The word "addicted" means strongly disposed to some taste or practice or habituated, especially to drugs. In order to inquire as to whether a person is addicted to the use of narcotics is in effect an inquiry as to his habit in that regard. . . . To use them often or daily is, according to the ordinary acceptance of those words, to use them habitually.

^ . This is not a case where a defendant is convicted "even though he has never touched any narcotic drug within the State or been guilty of any irregular behavior there." The evidence was that appellant lived and worked in Los Angeles. He admitted before trial that he had used narcotics for three or four months, three or four times a week, usually at his place with his friends. He stated to the police that he had last used narcotics at 54th and Central in the City of Los Angeles on January 27, 8 days before his arrest. According to the State's expert, no needle mark or scab found on appellant's arms was newer than 3 days old, and the most recent mark might have been as old as 10 days, which was consistent with appellant's own pretrial admissions. The State's evidence was that appellant had used narcotics at least 7 times in the 15 days immediately preceding his arrest.

^ . The typical case under the narcotics statute, as the State made clear in its brief and argument, is the one where the defendant makes no admissions, as he did in this case, and the only evidence of use or addiction is presented by an expert who, on the basis of needle marks and scabs or other physical evidence revealed by the body of the defendant, testifies that the defendant has regularly taken narcotics in the recent past. See, e.g., People v. Williams, 164 Cal.App.2d Supp. 858, 331 P.2d 251; People v.
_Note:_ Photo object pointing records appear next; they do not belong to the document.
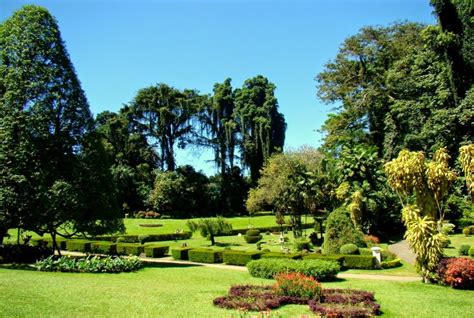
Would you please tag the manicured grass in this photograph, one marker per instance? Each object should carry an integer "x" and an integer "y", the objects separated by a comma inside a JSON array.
[
  {"x": 188, "y": 292},
  {"x": 456, "y": 241}
]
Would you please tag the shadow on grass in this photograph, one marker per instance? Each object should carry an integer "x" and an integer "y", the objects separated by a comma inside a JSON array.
[{"x": 168, "y": 265}]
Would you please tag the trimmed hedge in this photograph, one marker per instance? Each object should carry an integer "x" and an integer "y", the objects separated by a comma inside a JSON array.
[
  {"x": 104, "y": 248},
  {"x": 79, "y": 246},
  {"x": 391, "y": 264},
  {"x": 282, "y": 255},
  {"x": 164, "y": 237},
  {"x": 202, "y": 255},
  {"x": 360, "y": 262},
  {"x": 156, "y": 250},
  {"x": 239, "y": 257},
  {"x": 319, "y": 269},
  {"x": 129, "y": 249},
  {"x": 180, "y": 253},
  {"x": 335, "y": 258}
]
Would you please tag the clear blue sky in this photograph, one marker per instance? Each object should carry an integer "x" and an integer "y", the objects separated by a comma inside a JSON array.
[{"x": 120, "y": 46}]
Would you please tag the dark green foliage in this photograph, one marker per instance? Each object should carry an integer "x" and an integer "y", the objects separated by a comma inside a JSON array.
[
  {"x": 79, "y": 246},
  {"x": 335, "y": 258},
  {"x": 282, "y": 255},
  {"x": 360, "y": 262},
  {"x": 156, "y": 250},
  {"x": 349, "y": 249},
  {"x": 203, "y": 255},
  {"x": 104, "y": 248},
  {"x": 210, "y": 228},
  {"x": 391, "y": 264},
  {"x": 339, "y": 231},
  {"x": 129, "y": 249},
  {"x": 239, "y": 257},
  {"x": 90, "y": 264},
  {"x": 127, "y": 239},
  {"x": 268, "y": 267},
  {"x": 23, "y": 253},
  {"x": 302, "y": 244},
  {"x": 252, "y": 236},
  {"x": 180, "y": 253}
]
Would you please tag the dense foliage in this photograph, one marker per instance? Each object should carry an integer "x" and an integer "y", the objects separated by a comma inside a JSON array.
[{"x": 90, "y": 264}]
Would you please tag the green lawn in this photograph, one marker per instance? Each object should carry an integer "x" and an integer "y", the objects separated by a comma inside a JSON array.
[{"x": 188, "y": 292}]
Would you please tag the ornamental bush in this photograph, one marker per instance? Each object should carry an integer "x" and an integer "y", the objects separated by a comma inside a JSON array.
[
  {"x": 339, "y": 231},
  {"x": 239, "y": 257},
  {"x": 156, "y": 250},
  {"x": 349, "y": 249},
  {"x": 90, "y": 264},
  {"x": 297, "y": 285},
  {"x": 464, "y": 250},
  {"x": 180, "y": 253},
  {"x": 269, "y": 267},
  {"x": 129, "y": 249},
  {"x": 202, "y": 255}
]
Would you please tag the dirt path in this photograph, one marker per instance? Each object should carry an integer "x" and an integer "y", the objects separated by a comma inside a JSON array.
[
  {"x": 171, "y": 261},
  {"x": 402, "y": 249}
]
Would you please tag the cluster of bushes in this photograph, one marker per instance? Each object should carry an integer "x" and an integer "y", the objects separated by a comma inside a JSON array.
[
  {"x": 469, "y": 230},
  {"x": 319, "y": 269},
  {"x": 90, "y": 264},
  {"x": 23, "y": 253},
  {"x": 456, "y": 272},
  {"x": 252, "y": 236},
  {"x": 296, "y": 288}
]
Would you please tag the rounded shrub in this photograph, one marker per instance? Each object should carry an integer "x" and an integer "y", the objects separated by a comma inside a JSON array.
[
  {"x": 319, "y": 269},
  {"x": 302, "y": 244},
  {"x": 339, "y": 231},
  {"x": 464, "y": 250},
  {"x": 349, "y": 249},
  {"x": 252, "y": 236}
]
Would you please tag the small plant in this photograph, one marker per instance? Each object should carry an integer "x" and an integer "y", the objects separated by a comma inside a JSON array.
[
  {"x": 297, "y": 285},
  {"x": 464, "y": 250},
  {"x": 302, "y": 244},
  {"x": 349, "y": 249},
  {"x": 252, "y": 236}
]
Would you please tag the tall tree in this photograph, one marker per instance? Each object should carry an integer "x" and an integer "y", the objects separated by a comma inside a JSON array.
[
  {"x": 46, "y": 109},
  {"x": 262, "y": 127},
  {"x": 165, "y": 116}
]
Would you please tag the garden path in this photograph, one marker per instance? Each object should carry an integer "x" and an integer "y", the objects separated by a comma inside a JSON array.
[
  {"x": 403, "y": 251},
  {"x": 170, "y": 260}
]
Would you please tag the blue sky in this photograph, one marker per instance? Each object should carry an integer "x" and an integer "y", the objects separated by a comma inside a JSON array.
[{"x": 120, "y": 46}]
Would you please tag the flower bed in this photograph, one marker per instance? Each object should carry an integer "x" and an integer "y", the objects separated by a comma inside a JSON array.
[{"x": 295, "y": 288}]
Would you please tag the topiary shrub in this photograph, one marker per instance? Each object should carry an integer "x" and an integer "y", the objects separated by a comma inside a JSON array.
[
  {"x": 269, "y": 267},
  {"x": 239, "y": 257},
  {"x": 360, "y": 262},
  {"x": 335, "y": 258},
  {"x": 180, "y": 253},
  {"x": 202, "y": 255},
  {"x": 464, "y": 250},
  {"x": 350, "y": 249},
  {"x": 156, "y": 250},
  {"x": 339, "y": 231},
  {"x": 129, "y": 249},
  {"x": 104, "y": 248},
  {"x": 302, "y": 244},
  {"x": 391, "y": 264},
  {"x": 252, "y": 236},
  {"x": 282, "y": 255},
  {"x": 83, "y": 246}
]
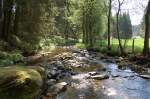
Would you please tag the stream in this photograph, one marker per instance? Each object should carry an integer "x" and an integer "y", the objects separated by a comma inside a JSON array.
[{"x": 121, "y": 84}]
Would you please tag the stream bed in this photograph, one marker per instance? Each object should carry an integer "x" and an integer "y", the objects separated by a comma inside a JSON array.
[{"x": 120, "y": 83}]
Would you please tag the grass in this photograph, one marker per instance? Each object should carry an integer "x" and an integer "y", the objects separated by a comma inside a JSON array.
[{"x": 102, "y": 45}]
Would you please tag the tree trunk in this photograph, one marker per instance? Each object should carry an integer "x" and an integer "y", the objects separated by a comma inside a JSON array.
[
  {"x": 118, "y": 34},
  {"x": 147, "y": 31},
  {"x": 109, "y": 17},
  {"x": 6, "y": 29},
  {"x": 1, "y": 16}
]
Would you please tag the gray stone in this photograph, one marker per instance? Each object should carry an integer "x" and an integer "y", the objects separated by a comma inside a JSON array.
[
  {"x": 145, "y": 76},
  {"x": 58, "y": 88},
  {"x": 100, "y": 77},
  {"x": 92, "y": 73}
]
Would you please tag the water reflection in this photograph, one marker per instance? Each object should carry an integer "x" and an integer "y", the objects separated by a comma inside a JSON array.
[{"x": 127, "y": 85}]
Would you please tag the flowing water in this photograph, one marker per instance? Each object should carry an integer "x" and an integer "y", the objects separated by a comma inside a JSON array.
[{"x": 122, "y": 84}]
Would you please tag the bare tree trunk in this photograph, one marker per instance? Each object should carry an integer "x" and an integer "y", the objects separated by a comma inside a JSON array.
[
  {"x": 147, "y": 31},
  {"x": 109, "y": 17},
  {"x": 6, "y": 29},
  {"x": 118, "y": 34},
  {"x": 1, "y": 16}
]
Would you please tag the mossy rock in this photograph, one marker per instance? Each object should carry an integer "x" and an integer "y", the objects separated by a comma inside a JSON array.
[{"x": 19, "y": 83}]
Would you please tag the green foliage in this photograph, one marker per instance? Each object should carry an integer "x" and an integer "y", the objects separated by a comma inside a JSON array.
[
  {"x": 7, "y": 59},
  {"x": 19, "y": 83}
]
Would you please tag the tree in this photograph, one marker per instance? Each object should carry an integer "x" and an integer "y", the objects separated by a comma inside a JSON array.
[
  {"x": 92, "y": 21},
  {"x": 109, "y": 18},
  {"x": 147, "y": 30},
  {"x": 125, "y": 26},
  {"x": 118, "y": 31}
]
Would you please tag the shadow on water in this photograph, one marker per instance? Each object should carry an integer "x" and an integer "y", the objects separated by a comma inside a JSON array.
[{"x": 122, "y": 84}]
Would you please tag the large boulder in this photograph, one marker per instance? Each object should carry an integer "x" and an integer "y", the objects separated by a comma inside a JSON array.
[{"x": 19, "y": 83}]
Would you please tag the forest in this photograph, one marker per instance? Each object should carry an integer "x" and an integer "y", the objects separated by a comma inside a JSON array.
[{"x": 74, "y": 49}]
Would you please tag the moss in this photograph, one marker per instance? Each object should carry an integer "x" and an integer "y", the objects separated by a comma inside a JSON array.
[{"x": 19, "y": 83}]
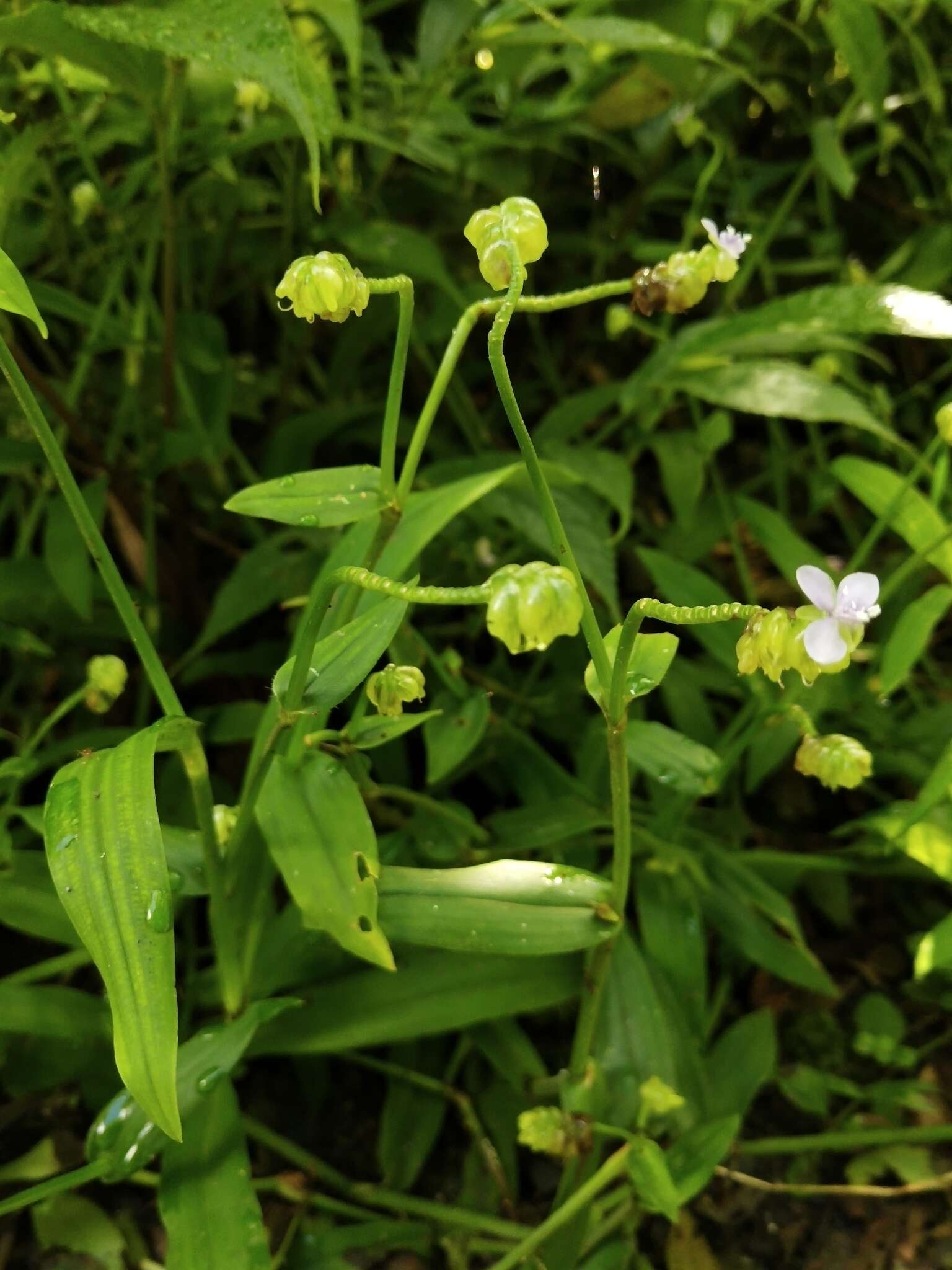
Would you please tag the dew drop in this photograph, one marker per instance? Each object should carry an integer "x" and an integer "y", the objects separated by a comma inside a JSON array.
[
  {"x": 207, "y": 1081},
  {"x": 159, "y": 912}
]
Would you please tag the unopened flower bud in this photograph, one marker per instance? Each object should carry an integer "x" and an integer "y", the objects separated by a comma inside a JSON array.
[
  {"x": 324, "y": 286},
  {"x": 552, "y": 1132},
  {"x": 532, "y": 605},
  {"x": 86, "y": 200},
  {"x": 837, "y": 761},
  {"x": 389, "y": 689},
  {"x": 225, "y": 818},
  {"x": 658, "y": 1099},
  {"x": 681, "y": 282},
  {"x": 516, "y": 221},
  {"x": 106, "y": 680}
]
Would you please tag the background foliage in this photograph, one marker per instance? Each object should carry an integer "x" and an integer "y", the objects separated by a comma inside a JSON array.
[{"x": 161, "y": 168}]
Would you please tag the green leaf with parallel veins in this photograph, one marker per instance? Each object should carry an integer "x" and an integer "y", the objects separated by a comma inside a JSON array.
[
  {"x": 909, "y": 512},
  {"x": 695, "y": 1156},
  {"x": 46, "y": 29},
  {"x": 206, "y": 1198},
  {"x": 346, "y": 657},
  {"x": 910, "y": 637},
  {"x": 323, "y": 842},
  {"x": 14, "y": 294},
  {"x": 853, "y": 29},
  {"x": 651, "y": 1179},
  {"x": 672, "y": 758},
  {"x": 106, "y": 854},
  {"x": 244, "y": 38},
  {"x": 377, "y": 730},
  {"x": 650, "y": 660},
  {"x": 455, "y": 733},
  {"x": 128, "y": 1140},
  {"x": 780, "y": 390},
  {"x": 434, "y": 992},
  {"x": 333, "y": 495}
]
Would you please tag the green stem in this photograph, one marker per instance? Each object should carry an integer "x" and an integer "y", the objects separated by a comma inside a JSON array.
[
  {"x": 404, "y": 290},
  {"x": 845, "y": 1140},
  {"x": 357, "y": 575},
  {"x": 614, "y": 1168},
  {"x": 380, "y": 1197},
  {"x": 225, "y": 935},
  {"x": 55, "y": 1186},
  {"x": 537, "y": 479},
  {"x": 461, "y": 333},
  {"x": 89, "y": 531}
]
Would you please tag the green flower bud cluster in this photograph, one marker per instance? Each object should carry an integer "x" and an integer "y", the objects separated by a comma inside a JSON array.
[
  {"x": 516, "y": 221},
  {"x": 531, "y": 605},
  {"x": 837, "y": 761},
  {"x": 392, "y": 686},
  {"x": 774, "y": 642},
  {"x": 324, "y": 286},
  {"x": 553, "y": 1132},
  {"x": 106, "y": 680},
  {"x": 681, "y": 282}
]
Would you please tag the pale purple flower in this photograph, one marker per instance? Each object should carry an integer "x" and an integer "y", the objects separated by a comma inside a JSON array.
[
  {"x": 729, "y": 241},
  {"x": 852, "y": 603}
]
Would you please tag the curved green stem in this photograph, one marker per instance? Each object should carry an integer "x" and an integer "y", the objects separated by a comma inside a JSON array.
[
  {"x": 461, "y": 333},
  {"x": 537, "y": 479},
  {"x": 89, "y": 531},
  {"x": 357, "y": 575},
  {"x": 576, "y": 1203},
  {"x": 403, "y": 287}
]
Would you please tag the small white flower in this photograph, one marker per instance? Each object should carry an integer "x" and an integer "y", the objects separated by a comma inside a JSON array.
[
  {"x": 729, "y": 241},
  {"x": 852, "y": 603}
]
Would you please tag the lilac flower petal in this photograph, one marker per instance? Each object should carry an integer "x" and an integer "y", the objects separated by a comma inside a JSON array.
[
  {"x": 824, "y": 642},
  {"x": 858, "y": 592},
  {"x": 818, "y": 587}
]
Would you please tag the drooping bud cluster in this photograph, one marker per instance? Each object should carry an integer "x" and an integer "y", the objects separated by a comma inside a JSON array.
[
  {"x": 392, "y": 686},
  {"x": 324, "y": 286},
  {"x": 531, "y": 605},
  {"x": 516, "y": 221},
  {"x": 837, "y": 761},
  {"x": 106, "y": 680},
  {"x": 774, "y": 643},
  {"x": 681, "y": 282},
  {"x": 553, "y": 1132}
]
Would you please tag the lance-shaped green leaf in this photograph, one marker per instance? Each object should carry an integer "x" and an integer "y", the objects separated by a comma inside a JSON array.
[
  {"x": 244, "y": 38},
  {"x": 452, "y": 735},
  {"x": 128, "y": 1139},
  {"x": 323, "y": 841},
  {"x": 904, "y": 510},
  {"x": 334, "y": 495},
  {"x": 206, "y": 1199},
  {"x": 106, "y": 854},
  {"x": 14, "y": 294},
  {"x": 433, "y": 993},
  {"x": 345, "y": 658},
  {"x": 649, "y": 664}
]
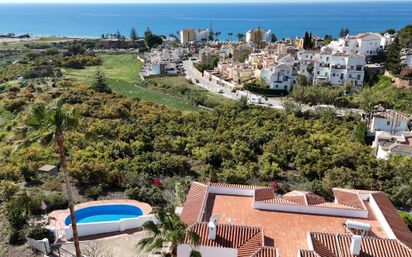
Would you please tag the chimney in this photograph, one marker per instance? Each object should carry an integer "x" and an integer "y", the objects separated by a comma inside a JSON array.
[
  {"x": 212, "y": 230},
  {"x": 355, "y": 245}
]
Garcia, 122 Cal.App.2d Supp. 962, 266 P.2d 233; People v. Ackles, 147 Cal.App.2d 40, 304 P.2d 1032. Under the local venue requirements, a conviction for simple use of narcotics may be had only in the county where the use took place, People v. Garcia, supra, and, in the usual case, evidence of the precise location of the use is lacking. Where the charge is addiction, venue under § 11721 of the Health and Safety Code may be laid in any county where the defendant is found. People v. Ackles, supra, 147 Cal.App.2d, at 42-43, 304 P.2d at 1033, distinguishing People v. Thompson, 144 Cal.App.2d Supp. 854, 301 P.2d 313. Under California law, a defendant has no constitutional right to be tried in any particular county, but, under statutory law, with certain exceptions, "an accused person is answerable only in the jurisdiction where the crime, or some part or effect thereof, was committed or occurred." People v. Megladdery, 40 Cal.App.2d 748, 762, 106 P.2d 84, 92. A charge of narcotics addiction is one of the exceptions, and there are others. See, e.g., §§ 781, 784, 785, 786, 788, Cal.Penal Code. Venue is to be determined from the evidence and is for the jury, but it need not be proved beyond a reasonable doubt. People v. Megladdery, supra, 40 Cal.App.2d, at 764, 106 P.2d, at 93. See People v. Bastio, 55 Cal.App.2d 615, 131 P.2d 614; People v. Garcia, supra. In reviewing convictions in narcotics cases, appellate courts view the evidence of venue "in the light most favorable to the judgment." People v. Garcia, supra.

^ . Health and Safety Code § 11391 expressly permits and contemplates the medical treatment of narcotics addicts confined to jail.